Publication year - 2014
Publication title -
the journal of physiology
Language(s) - English
Resource type - Journals
SCImago Journal Rank - 1.802
H-Index - 240
eISSN - 1469-7793
pISSN - 0022-3751
DOI - 10.1113/jphysiol.2013.266015
Subject(s) - deubiquitinating enzyme , neural facilitation , synaptic plasticity , synaptic fatigue , synaptic vesicle , synaptic augmentation , microbiology and biotechnology , ubiquitin , biology , synaptic scaling , chemistry , hippocampal formation , neuroscience , metaplasticity , biochemistry , vesicle , receptor , membrane , gene
Key points Mice carrying the ataxia ( ax J ) mutation have a 95% reduction in the deubiquitinating enzyme USP14, which results in a reduction in hippocampal paired pulse facilitation, a form of short‐term synaptic plasticity. Hippocampal synapses in ax J mice have a 50% reduction in synaptic vesicles but no change in the initial release probability, which is a novel mechanism for regulating paired pulse facilitation.
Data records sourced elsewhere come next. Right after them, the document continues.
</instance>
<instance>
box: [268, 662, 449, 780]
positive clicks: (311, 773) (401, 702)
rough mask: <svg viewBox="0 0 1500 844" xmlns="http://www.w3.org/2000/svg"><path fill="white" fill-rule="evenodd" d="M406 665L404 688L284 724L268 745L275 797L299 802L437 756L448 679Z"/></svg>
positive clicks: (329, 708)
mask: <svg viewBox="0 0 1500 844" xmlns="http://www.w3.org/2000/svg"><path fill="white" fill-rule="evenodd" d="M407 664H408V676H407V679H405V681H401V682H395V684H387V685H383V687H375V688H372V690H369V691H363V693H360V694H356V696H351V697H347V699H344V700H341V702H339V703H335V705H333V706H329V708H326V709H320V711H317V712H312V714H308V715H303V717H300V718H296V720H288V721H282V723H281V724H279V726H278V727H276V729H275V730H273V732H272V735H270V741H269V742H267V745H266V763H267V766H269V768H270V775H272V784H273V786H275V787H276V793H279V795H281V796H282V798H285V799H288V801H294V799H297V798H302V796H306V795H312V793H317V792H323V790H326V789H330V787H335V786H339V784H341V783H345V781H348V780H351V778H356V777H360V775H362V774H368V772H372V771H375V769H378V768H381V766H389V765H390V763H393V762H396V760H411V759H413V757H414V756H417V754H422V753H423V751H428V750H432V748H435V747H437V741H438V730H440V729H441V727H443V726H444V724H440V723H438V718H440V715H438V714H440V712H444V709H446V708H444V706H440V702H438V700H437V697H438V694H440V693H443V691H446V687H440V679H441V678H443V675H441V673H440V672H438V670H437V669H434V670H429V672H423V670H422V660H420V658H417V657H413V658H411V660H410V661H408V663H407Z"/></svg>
USP14 modulates hippocampal short‐term plasticity and structure independent of its deubiquitinating activity, as overexpression of a catalytically inactive form of USP14 restores hippocampal paired pulse facilitation and vesicle number to the ataxia mice. Pharmacological inhibition of the proteasome also rescues the deficits in hippocampal short‐term plasticity in ataxia mice, implying that the loss of USP14 causes increased protein degradation. These results suggest that USP14 plays a modulatory role in regulating protein turnover by the proteasome that is independent of its canonical role in the disassembly of polyubiquitin conjugates.Abstract The ubiquitin proteasome system is required for the rapid and precise control of protein abundance that is essential for synaptic function. USP14 is a proteasome‐bound deubiquitinating enzyme that recycles ubiquitin and regulates synaptic short‐term synaptic plasticity. We previously reported that loss of USP14 in ax J mice causes a deficit in paired pulse facilitation (PPF) at hippocampal synapses. Here we report that USP14 regulates synaptic function through a novel, deubiquitination‐independent mechanism. Although PPF is usually inversely related to release probability, USP14 deficiency impairs PPF without altering basal release probability. Instead, the loss of USP14 causes a large reduction in the number of synaptic vesicles. Over‐expression of a catalytically inactive form of USP14 rescues the PPF deficit and restores synaptic vesicle number, indicating that USP14 regulates presynaptic structure and function independently of its role in deubiquitination. Finally, the PPF deficit caused by loss of USP14 can be rescued by pharmacological inhibition of proteasome activity, suggesting that inappropriate protein degradation underlies the PPF impairment. Overall, we demonstrate a novel, deubiquitination‐independent function for USP14 in influencing synaptic architecture and plasticity.